Al quedarse solo por primera vez en varias horas, Crowther-Mason se dio cuenta de que unos sentimientos insólitos alentaban en su interior. Sintió un extraño deseo de sensual abandono: sus glándulas estaban llenas de las imágenes más voluptuosas: todo su cuerpo parecía estar convirtiéndose en un texto oriental o latino sobre el arte de amar. Sonrió curiosamente sorprendido. Al propio tiempo le pareció ver que el amor (impersonal, indiferenciado) era posible para todos los hombres. Eso era asombroso. Contemplando la noche de verano desde la puerta vidriera, miró hacia arriba y observó que aquella luz azul verdosa que había en el cielo se derramaba sobre la tierra con una especie de urgencia, una especie de benevolencia líquida. Se preguntó si era realmente un satélite artificial. Había habido tantos últimamente: los rusos y los americanos competían entre ellos como compiten los chicos en los urinarios de los colegios para ver quién traza un arco más alto. Pero seguramente ningún rayo de benevolencia brotaría de un cuerpo celeste de esta clase. Crowther-Mason, a pesar de ser político, no era sentimental. Sin embargo, le parecía que esta noche toda la tierra estaba impregnada de lo que, a falta de un término mejor, podía solamente llamarse amor. Y la tranquila noche de verano había dejado de ser tranquila: llegaban del pueblo sonidos, al parecer, de alegría y de jolgorio. ¿Podía ser el planeta Venus aquella luz del cielo? Imposible, según los astrónomos, el próximo tránsito de Venus no se produciría hasta el año 2004. Y sin embargo, era evidente que Venus, después de la muerte de su cuerpo pétreo y de la disolución de su matrimonio terreno, quería subir al cielo, derramando calor, olor y luz sobre el mundo, como testigo del poder del amor. Mientras Crowther-Mason absorbía, maravillado y asombrosamente contento, los embriagadores aromas de la noche, apareció súbitamente el vicario, bailando en el jardín, tendidos los brazos como para abrazar. Parecía llevar una flor en una de sus manos. Jadeando, casi tropezó con Crowther-Mason y gritó:
—Crowther-Mason, ¿o debo llamarte Jack? ¡Prescindamos del ropaje restrictivo de los apellidos! ¡Qué noche, ésta! Sentí que tenía que volver para fortalecer mi fe, una fe que es ahora tan firme como para invertir todo orden. La que he profesado durante todos estos años era una fe de segunda mano. Ahora brilla como un regalo de cumpleaños. ¡Oh, ser feliz! Mi propio cuerpo se ha reafirmado en la gloria de su carne, aunque esté envejeciendo. Mi carne se ha formado de nuevo. La sangre se desliza veloz por mis arterias; podría digerir todo un cordero; bullen en mi mente poemas incipientes. ¡Qué noche, ésta!

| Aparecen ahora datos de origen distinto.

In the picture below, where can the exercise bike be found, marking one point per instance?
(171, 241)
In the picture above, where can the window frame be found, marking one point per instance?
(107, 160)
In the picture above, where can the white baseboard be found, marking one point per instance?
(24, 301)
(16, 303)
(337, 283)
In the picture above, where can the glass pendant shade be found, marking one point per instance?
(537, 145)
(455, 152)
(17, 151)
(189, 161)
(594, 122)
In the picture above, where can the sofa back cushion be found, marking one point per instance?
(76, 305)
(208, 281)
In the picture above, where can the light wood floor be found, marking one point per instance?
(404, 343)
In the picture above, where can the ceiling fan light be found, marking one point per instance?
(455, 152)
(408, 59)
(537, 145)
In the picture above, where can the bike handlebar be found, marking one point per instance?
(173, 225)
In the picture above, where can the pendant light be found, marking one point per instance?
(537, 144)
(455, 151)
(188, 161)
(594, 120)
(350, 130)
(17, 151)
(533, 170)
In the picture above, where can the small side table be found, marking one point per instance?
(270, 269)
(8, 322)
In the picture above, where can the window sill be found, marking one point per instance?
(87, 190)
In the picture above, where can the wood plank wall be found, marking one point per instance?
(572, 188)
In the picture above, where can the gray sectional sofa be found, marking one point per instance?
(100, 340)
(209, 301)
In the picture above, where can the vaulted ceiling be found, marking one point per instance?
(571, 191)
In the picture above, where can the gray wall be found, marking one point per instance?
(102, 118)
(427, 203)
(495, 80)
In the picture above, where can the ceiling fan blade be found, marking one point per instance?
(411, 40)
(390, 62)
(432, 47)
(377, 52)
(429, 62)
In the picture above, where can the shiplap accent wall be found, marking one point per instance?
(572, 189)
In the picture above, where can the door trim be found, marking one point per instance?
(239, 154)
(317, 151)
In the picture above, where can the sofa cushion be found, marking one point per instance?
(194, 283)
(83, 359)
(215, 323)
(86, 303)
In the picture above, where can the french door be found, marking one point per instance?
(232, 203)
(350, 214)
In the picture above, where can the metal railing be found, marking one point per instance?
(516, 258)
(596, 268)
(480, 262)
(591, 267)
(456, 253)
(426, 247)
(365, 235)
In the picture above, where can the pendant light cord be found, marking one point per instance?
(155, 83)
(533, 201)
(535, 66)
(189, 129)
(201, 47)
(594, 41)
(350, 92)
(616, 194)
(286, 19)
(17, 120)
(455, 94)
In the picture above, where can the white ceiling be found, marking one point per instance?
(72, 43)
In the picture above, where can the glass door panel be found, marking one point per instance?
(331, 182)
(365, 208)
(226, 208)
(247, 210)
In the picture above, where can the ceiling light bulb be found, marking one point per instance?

Y bailó una especie de pavana.
—Me alegro de que sea usted feliz, vicario, —dijo Crowther-Mason—. Me alegro mucho.
—Llámeme Norman, —gritó el vicario—. Norman es el nombre que me puso mi madre. ¿Has advertido esa luz en el cielo? Sí, sí, ya veo que te has fijado. Pero las calles del pueblo están nadando en oro. La propia cerveza del club obrero debe de estar cantando un himno de alegría. Flores exóticas aparecen en los lugares más inverosímiles. Mira ésta. —Levantó su flor—. La encontré en la iglesia.
—¿Una orquídea? —dijo Crowther-Mason.
—La gente baila en las calles —dijo el vicario—, y se besa. Los matrimonios viejos, que habían agotado todo tema de conversación y se pasaban toda la noche del sábado en silencio, delante de sus vasos de cerveza de malta, charlan ahora con nuevo entusiasmo. Los gatos maúllan el más melodioso contrapunto, las perras están todas milagrosamente en celo. En el zoo municipal debe de haber un tremendo jaleo amoroso: furia libertina de los proboscídeos, erecciones capilares de leopardos y panteras. Probablemente, incluso la tortuga se mueve con una especie de impetuosidad pausada. Y el aire está lleno de destilaciones cálidas, que repican locamente como campanas. Es como una Navidad gratuita, una Navidad antípoda. E incluso yo siento el fuego que creía seguramente apagado, el fuego que pensaba que se había sublimado en un humo fatigado. Venus ha resurgido.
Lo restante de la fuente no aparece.